The main strength of this study is the availability of men for whom both prostate cancer and diabetes status has been defined within two well-characterized, large cohorts. This allowed us to examine the association of the HNF1B and JAZF1 SNPs with both diseases in the same population. The limitations include the relatively low number of prostate cancer cases with diabetes, which limited the power of the stratified analyses. Additional limitations are the use of self-reported diabetes status and fact that diabetes status was not updated during the follow-up period. However, a recent study found that almost 80% of self-reports of diabetes were valid (28), suggesting that misclassification of men as diabetic was minimal. The use of self-reported diabetes status also did not separate men with type I diabetes from those with type II diabetes and could result in some misclassification of disease status. However, this may be minimal because a previous study reported that approximately 95% of all diabetes cases in the US population with similar age distribution as in CPS-II and PLCO are type II (29). Some misclassification could also arise because diabetes status was not updated during the follow-up period. This could potentially reduce the attenuation of the association of the SNPs with prostate cancer when testing whether diabetes status mediated this relationship. However, since few men are likely to be misclassified because of this and there was no attenuation of this association when diabetes status was included in the model, the lack of updating does not appear to influence the conclusions drawn from this study.

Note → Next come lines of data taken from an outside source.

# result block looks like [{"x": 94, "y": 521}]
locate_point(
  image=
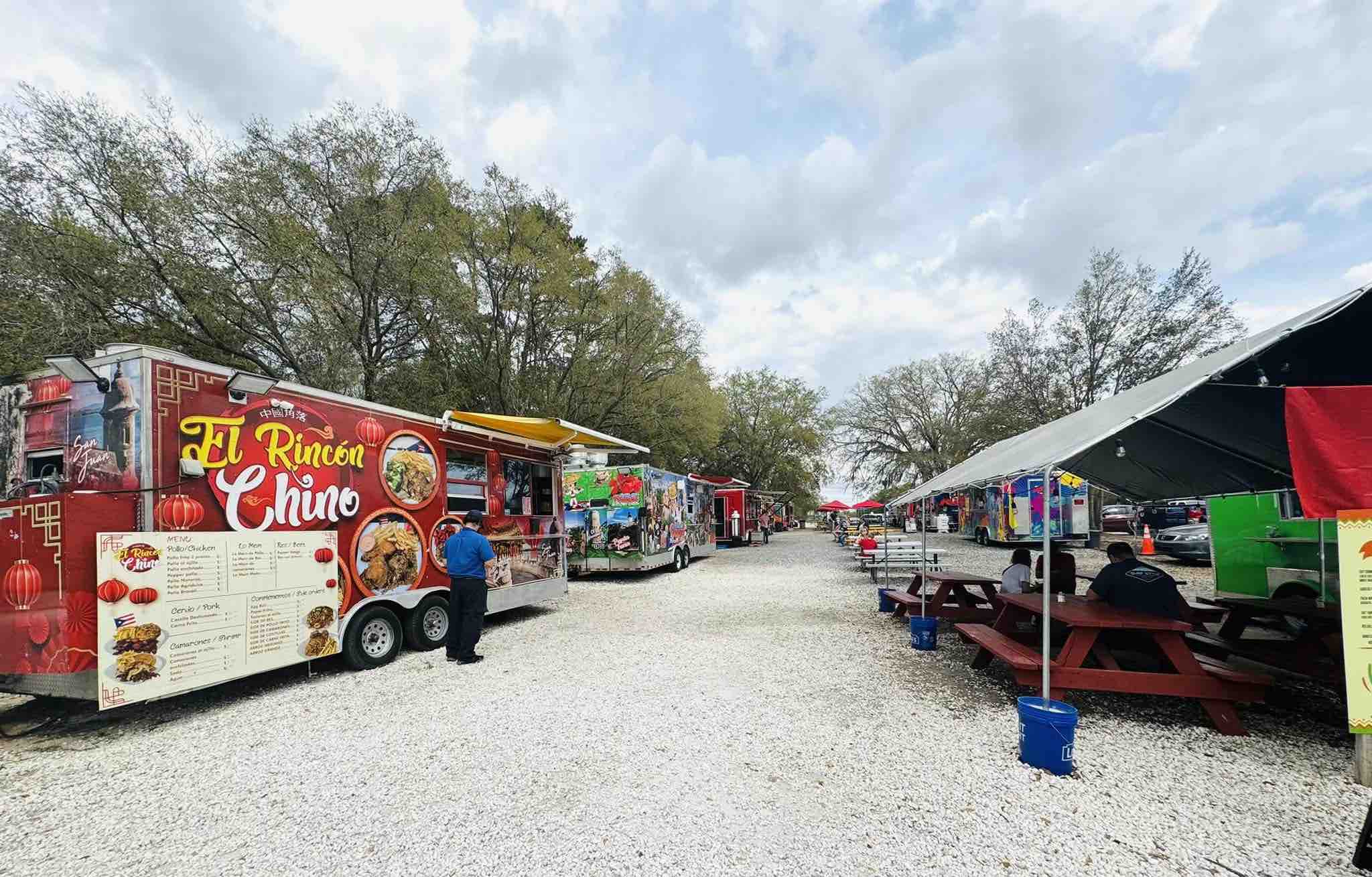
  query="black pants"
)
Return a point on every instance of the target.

In summary, we have shown that the association of the HNF1B SNPs with prostate cancer is not mediated by diabetes status and that these genetic variants are not responsible for the association of diabetes with reduced prostate cancer risk. We also found that the HNF1B SNP rs11649743, which represents a distinct locus from the original one associated with prostate cancer (11,13,14), may be associated with increased risk of diabetes. If this association holds up to replication in larger diabetes populations, then there will be two separate loci in the HNF1B gene associated with both prostate cancer and diabetes. The JAZF1 SNPs associated with prostate cancer are not associated with diabetes. Further research into the functions of the HNF1B and JAZF1 transcription factors and the influence of the relevant SNPs on these functions is needed to clearly define the involvement of these genes in diabetes and prostate cancer.